Tuesday, September 07, 2004

What Arnold really said

Jay writes:

The word debate was not in Arnold Schwarzenegger's speech!!!

"I finally arrived here in 1968. I had empty pockets, but I was full of dreams. The presidential campaign was in full swing. I remember watching the Nixon and Humphrey presidential race on TV."

Believing Blanton's & Ashton's post really got me flogged while arguing with a conservative. He pointed out my error and I was sorta embarrassed.


The Arnold Memory has come up before. Following is a commentary from one of the readers of the South Knox Bubba/West Knox Momma RNC blogathon:

Actually Arnold did say race.... this time. He has altered his lie for the convention.

"The Curious Nixon-Humphrey Debate
From Times Staff Reports

August 20, 2003

Fresh from Austria, a socialist country, Arnold Schwarzenegger decided to become a Republican after listening to "the debates of Hubert Humphrey and Richard Nixon when they were debating for the presidential race," or so he told television talk show host Bill O'Reilly in May 2001.

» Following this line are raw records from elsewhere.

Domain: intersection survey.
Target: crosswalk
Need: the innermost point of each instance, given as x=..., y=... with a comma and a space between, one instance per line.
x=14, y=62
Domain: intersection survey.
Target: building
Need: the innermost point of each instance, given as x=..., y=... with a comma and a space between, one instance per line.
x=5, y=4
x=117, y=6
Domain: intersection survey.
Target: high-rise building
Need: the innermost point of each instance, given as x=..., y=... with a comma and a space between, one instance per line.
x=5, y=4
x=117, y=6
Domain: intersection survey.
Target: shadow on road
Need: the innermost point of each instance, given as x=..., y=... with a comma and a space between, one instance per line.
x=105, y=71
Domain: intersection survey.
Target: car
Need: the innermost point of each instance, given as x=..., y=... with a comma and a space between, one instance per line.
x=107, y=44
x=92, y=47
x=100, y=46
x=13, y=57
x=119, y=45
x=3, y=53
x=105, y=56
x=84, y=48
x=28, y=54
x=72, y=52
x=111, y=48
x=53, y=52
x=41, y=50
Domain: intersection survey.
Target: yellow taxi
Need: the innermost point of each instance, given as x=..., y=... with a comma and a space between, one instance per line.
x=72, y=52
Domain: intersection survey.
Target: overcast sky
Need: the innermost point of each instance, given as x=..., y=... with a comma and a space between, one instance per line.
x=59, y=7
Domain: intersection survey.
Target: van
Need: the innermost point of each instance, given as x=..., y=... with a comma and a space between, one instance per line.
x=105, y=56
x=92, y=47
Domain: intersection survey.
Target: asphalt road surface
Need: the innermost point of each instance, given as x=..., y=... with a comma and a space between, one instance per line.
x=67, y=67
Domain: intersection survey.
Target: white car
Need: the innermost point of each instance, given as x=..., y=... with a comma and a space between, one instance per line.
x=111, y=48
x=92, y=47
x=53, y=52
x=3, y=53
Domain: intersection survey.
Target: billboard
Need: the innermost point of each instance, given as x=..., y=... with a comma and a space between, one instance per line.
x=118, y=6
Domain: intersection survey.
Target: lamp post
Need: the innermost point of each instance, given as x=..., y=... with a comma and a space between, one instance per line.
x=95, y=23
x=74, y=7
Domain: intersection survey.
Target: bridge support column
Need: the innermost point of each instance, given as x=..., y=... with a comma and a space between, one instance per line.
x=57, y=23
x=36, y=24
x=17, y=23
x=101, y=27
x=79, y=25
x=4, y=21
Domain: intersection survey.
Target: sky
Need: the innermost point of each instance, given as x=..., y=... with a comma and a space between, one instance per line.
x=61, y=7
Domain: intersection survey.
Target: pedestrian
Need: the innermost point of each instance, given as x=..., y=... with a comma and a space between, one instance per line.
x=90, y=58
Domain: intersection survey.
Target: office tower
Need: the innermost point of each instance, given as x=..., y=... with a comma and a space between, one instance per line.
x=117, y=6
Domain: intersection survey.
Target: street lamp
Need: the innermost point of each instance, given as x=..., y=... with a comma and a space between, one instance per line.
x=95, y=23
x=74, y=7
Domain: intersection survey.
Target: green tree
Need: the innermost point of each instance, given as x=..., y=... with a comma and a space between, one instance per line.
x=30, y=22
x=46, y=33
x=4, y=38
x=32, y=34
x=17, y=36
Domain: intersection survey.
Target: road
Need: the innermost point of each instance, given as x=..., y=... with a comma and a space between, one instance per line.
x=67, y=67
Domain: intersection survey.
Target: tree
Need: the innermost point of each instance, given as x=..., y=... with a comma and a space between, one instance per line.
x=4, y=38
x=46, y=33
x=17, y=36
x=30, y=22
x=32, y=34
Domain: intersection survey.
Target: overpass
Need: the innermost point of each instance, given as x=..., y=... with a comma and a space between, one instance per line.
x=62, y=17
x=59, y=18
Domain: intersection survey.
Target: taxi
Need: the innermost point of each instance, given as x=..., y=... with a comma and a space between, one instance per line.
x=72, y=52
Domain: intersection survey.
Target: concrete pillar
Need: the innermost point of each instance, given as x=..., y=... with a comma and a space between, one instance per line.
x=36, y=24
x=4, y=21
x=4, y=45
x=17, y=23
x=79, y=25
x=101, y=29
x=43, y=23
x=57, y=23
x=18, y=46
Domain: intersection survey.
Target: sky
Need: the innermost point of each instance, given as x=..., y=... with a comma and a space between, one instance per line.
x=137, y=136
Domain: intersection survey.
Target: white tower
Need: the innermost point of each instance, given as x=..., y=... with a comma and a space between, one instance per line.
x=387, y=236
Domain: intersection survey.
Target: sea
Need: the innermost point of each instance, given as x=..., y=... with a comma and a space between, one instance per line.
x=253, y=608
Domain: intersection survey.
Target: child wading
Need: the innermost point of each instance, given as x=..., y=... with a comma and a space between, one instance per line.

"Hubert Humphrey spoke about things I heard in Austria under socialism."

But there was no presidential debate in 1968. Although Humphrey challenged Nixon to a debate, Nixon, who won the election, demurred.

Schwarzenegger previously recounted his version of history during an interview at the 2000 Republican National Convention. "When I came to this country, I was sitting in front of the television set, and I watched a debate between Humphrey and Nixon, and I didn't even understand half of it because my English wasn't good enough then. I had a friend of [mine] translating"


...

He has repeated the same story to many journalists. Obviously somebody vetted his speech. Was he lying then? Obviously. Was he lying last night? Probably.

He lies, he gropes, he was drug user, recreational and steroids. Just the guy to represent the family values of the GOP. And this is the guy everybody wants to pass an amendment for?


And there's this about seeing tanks in the streets of his socialist home:

Whopper: Arnold Schwarzenegger
What were Soviet tanks doing in Austria's British-occupied sector?
ByTimothy Noah
Posted Friday, Sept. 3, 2004, at 3:56 PM PT

When I was a boy, the Soviets occupied part of Austria. I saw their tanks in the streets. I saw communism with my own eyes. I remember the fear we had when we had to cross into the Soviet sector. Growing up, we were told, "Don't look the soldiers in the eye. Look straight ahead." It was a common belief that Soviet soldiers could take a man out of his own car and ship him off to the Soviet Union as slave labor.

My family didn't have a car—but one day we were in my uncle's car. It was near dark as we came to a Soviet checkpoint. I was a little boy, I wasn't an action hero back then, and I remember how scared I was that the soldiers would pull my father or my uncle out of the car, and I'd never see him again. My family and so many others lived in fear of the Soviet boot. Today, the world no longer fears the Soviet Union and it is because of the United States of America!

As a kid I saw the socialist country that Austria became after the Soviets left. I love Austria and I love the Austrian people—but I always knew America was the place for me.


—Arnold Schwarzenegger, Aug. 31, 2004

"It's a fact—as a child he could not have seen a Soviet tank in Styria," the southeastern province where Schwarzenegger was born and raised, historian Stefan Karner told the Vienna newspaper Kurier.

...Discussion. The AP story quotes Schwarzenegger spokeswoman Margita Thompson saying, "Never in there did the governor reference that the tanks were where he grew up. It was a reference to visiting Soviet-occupied Austria." But he sure as hell implied having lived on an everyday basis with both the risk and the reality of encountering Soviet goons.

...I can't let pass Schwarzenegger's smarmy implication that postwar socialism, to whatever extent it was practiced in Austria, was the legacy of Soviet occupation. There was and remains a big difference between European-style socialism and communism. The former boasts a long and proud tradition of anticommunism. That would have been especially true in Austria, where every chancellor between 1945 and 1970 was a conservative. The characteristic vice of Austrian conservatism isn't softness on communism. It's softness on Nazism.

More...


Jay, you're quite the optimist if you're still arguing with conservatives.

....but hey, do what you want....you will anyway.